C’est donc à la » huitième coupe » que nous devons le stade de la Réunification de Douala (35.000 places) et le stade Ahmadou Ahidjo de Yaoundé (50.000 places). Autrefois objet de fierté, ces deux enceintes sont devenues ces dix dernières années la honte du Cameroun. Pendant cette période, le stade « Omnisports » de Yaoundé, comme on l’appelle abusivement alors qu’il n’est prévu que pour le football et l’athlétisme, et, en forçant le rugby, a été suspendu trois fois par la Fédération internationale de football association (Fifa) pour non-conformité avec les exigences internationales. Celui de Douala, lui, n’a pas eu besoin d’être formellement interdit à la compétition ; son état désastreux après la moindre pluie vaut suspension naturelle.
Inertie
L’un et l’autre des stades « omnisports » de Yaoundé et de Douala possèdent des vestiaires approximatifs, un tableau électronique à l’arrêt depuis des temps immémoriaux, une tribune de presse inexistante. L’éclairage n’y fonctionne que par intermittence.
Dans la même dimension, mais en plus frais et mieux entretenu, il y a le stade Roumde Adjia. C’est le troisième stade omnisports du pays, construit entre 1979 et 1980. D’une capacité de 25.000 places, Coton Sport de Garoua, le club de la décennie au Cameroun, a le loisir d’y jouer ses matches des coupes africaines à domicile. C’est ce stade qui accueillit aussi, pour son inauguration officielle le 30 novembre 1980, la fameuse finale aller de la Coupe d’Afrique des clubs champions entre Canon de Yaoundé et Bilima Fc de Kinshasa (2-2). Hors de ces trois « omnisports » de Yaoundé, Douala et Garoua, c’est le grand désert.
L’Etat camerounais n’a plus investi dans les infrastructures sportives, si ce n’est pour construire le complexe en plein air baptisé « Mateco » de l’université de Yaoundé. Malgré sa surface rugueuse en ciment, il dépanne, avec un relatif bonheur, les sports collectifs autres que le football et le rugby : handball, basket-ball et volley-ball.
Si les footballeurs devraient se plaindre de ne pas disposer d’installations adéquates, eux qui ont rapporté tant de lauriers au Cameroun, la situation des autres disciplines sportives est encore plus alarmante. Pas de piscine olympique appartenant au ministère de la Jeunesse et des Sports ou à une municipalité.
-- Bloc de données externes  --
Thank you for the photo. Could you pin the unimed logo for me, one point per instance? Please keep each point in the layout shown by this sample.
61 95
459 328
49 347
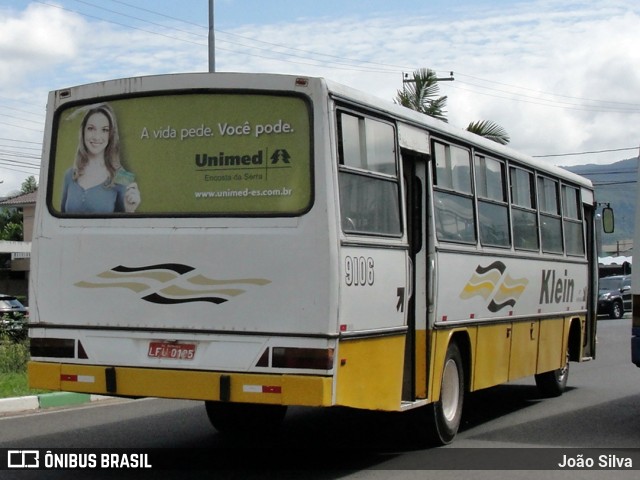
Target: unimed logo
23 459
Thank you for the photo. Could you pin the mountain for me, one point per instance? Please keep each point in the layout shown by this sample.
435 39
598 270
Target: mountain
615 184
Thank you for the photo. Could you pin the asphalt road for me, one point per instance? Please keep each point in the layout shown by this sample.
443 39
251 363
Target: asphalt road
601 409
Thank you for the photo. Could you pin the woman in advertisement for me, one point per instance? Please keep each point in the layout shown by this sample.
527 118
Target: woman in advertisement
97 183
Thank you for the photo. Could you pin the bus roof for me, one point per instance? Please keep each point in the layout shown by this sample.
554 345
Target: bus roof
268 81
444 128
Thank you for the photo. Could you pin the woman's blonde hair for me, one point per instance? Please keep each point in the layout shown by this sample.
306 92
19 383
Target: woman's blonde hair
112 151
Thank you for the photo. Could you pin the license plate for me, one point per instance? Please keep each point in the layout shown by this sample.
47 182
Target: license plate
174 351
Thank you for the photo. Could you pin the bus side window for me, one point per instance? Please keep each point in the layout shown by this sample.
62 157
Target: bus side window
455 218
368 178
525 221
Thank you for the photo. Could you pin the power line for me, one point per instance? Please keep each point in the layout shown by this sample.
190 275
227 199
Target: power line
585 153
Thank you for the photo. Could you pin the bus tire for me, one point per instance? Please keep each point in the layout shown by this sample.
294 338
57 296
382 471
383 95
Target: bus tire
447 411
244 418
553 383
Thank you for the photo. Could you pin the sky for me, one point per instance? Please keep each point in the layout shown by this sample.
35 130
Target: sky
562 77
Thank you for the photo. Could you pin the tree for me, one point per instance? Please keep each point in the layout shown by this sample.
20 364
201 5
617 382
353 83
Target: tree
490 130
421 94
11 224
29 185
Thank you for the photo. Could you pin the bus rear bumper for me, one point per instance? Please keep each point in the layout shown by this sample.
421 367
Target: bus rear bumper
180 384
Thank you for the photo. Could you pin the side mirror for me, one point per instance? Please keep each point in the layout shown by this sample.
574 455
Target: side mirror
608 222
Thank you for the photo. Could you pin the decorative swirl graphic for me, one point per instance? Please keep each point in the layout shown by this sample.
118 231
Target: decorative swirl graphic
177 285
488 283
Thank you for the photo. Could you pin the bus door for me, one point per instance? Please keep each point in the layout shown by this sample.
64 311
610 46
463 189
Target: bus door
414 376
589 341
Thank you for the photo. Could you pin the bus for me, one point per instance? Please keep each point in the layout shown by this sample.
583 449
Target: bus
259 241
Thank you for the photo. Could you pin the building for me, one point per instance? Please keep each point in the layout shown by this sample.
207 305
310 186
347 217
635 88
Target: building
14 275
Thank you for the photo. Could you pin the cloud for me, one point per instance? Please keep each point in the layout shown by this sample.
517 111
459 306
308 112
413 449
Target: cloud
37 39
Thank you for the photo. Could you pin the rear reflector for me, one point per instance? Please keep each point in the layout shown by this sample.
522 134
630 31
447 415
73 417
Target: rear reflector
302 358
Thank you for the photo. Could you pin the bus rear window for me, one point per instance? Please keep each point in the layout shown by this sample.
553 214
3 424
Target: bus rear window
190 154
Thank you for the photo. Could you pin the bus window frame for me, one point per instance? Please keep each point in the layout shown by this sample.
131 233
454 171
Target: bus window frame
348 226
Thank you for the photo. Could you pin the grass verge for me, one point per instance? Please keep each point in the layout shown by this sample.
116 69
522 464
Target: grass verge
13 369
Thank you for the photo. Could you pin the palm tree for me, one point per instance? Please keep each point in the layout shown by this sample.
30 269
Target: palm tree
490 130
420 92
421 95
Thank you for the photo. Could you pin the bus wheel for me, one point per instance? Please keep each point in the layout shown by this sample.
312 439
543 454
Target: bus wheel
447 411
244 418
553 383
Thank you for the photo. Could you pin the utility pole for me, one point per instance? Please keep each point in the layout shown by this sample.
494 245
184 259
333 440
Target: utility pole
212 40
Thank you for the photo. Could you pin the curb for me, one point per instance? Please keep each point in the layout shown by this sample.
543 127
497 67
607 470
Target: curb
46 400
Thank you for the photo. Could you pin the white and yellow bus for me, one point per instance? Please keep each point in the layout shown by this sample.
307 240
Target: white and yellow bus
260 241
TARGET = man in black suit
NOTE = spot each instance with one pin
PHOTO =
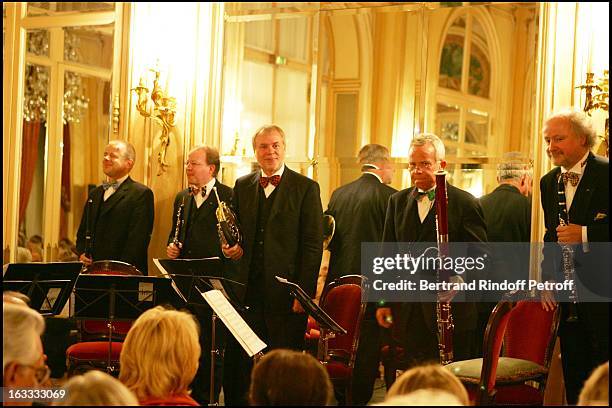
(118, 216)
(410, 217)
(582, 180)
(359, 211)
(280, 213)
(195, 236)
(507, 213)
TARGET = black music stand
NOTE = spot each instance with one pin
(193, 277)
(48, 285)
(113, 298)
(329, 327)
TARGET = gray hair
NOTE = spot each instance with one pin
(373, 153)
(424, 138)
(513, 167)
(96, 388)
(22, 328)
(130, 152)
(580, 124)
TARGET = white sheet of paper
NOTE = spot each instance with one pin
(234, 322)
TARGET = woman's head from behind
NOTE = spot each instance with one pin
(96, 388)
(285, 377)
(431, 376)
(160, 354)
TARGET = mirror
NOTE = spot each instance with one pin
(384, 74)
(83, 71)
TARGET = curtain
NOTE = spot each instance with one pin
(29, 158)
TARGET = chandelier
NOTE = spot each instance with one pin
(37, 81)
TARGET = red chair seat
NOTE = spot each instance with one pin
(94, 350)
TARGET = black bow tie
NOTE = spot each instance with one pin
(194, 191)
(108, 184)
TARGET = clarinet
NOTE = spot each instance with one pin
(179, 222)
(569, 274)
(444, 314)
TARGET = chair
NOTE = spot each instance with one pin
(527, 333)
(99, 347)
(344, 301)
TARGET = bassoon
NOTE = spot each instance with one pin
(443, 309)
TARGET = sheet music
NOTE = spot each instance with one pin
(167, 275)
(234, 322)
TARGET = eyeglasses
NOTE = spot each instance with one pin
(42, 374)
(193, 164)
(421, 165)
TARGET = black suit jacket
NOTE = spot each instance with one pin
(359, 210)
(293, 235)
(507, 214)
(465, 224)
(590, 208)
(206, 234)
(121, 228)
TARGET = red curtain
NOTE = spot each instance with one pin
(29, 159)
(65, 198)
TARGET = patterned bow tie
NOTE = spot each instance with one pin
(274, 180)
(431, 194)
(573, 178)
(108, 184)
(194, 191)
Les quelques rares qui existent, à Yaoundé, Douala, Garoua ou Niété, appartiennent à des entreprises privées ou parapubliques. Le handball, le volley-ball et le basket-ball se jouent dans les cours ou hangars des établissements scolaires ou universitaires. Même les fameux parcours Vita créés à la fin des années 80 par la présidence de la République pour favoriser le développement du sport pour tous, sont délabrés.
Le nouveau Minjes, M. Etame Massoma, s’en est lui-même rendu compte lors d’une visite des infrastructures sportives effectuée en juillet dernier à Douala. L’athlétisme, grâce à la coopération française, a pu se doter en 1996, d’une piste en matière synthétique au stade Ahmadou Ahidjo. Et c’est tout ! La coopération extérieure pourrait pourtant être une voie de salut, si le gouvernement camerounais, noyé dans son inertie, veut réellement résoudre le problème des infrastructures sportives. D’ailleurs, les quelques chantiers annoncés empruntent ce chemin : le palais des sports de Warda avec la Chine, le centre d’entraînement des Lions indomptables de la Fécafoot avec le projet Goal de la Fifa et l’académie de la Caf à Mbankomo. Ailleurs, cette coopération internationale a porté des fruits palpables en Afrique. Il suffit que la volonté politique suive.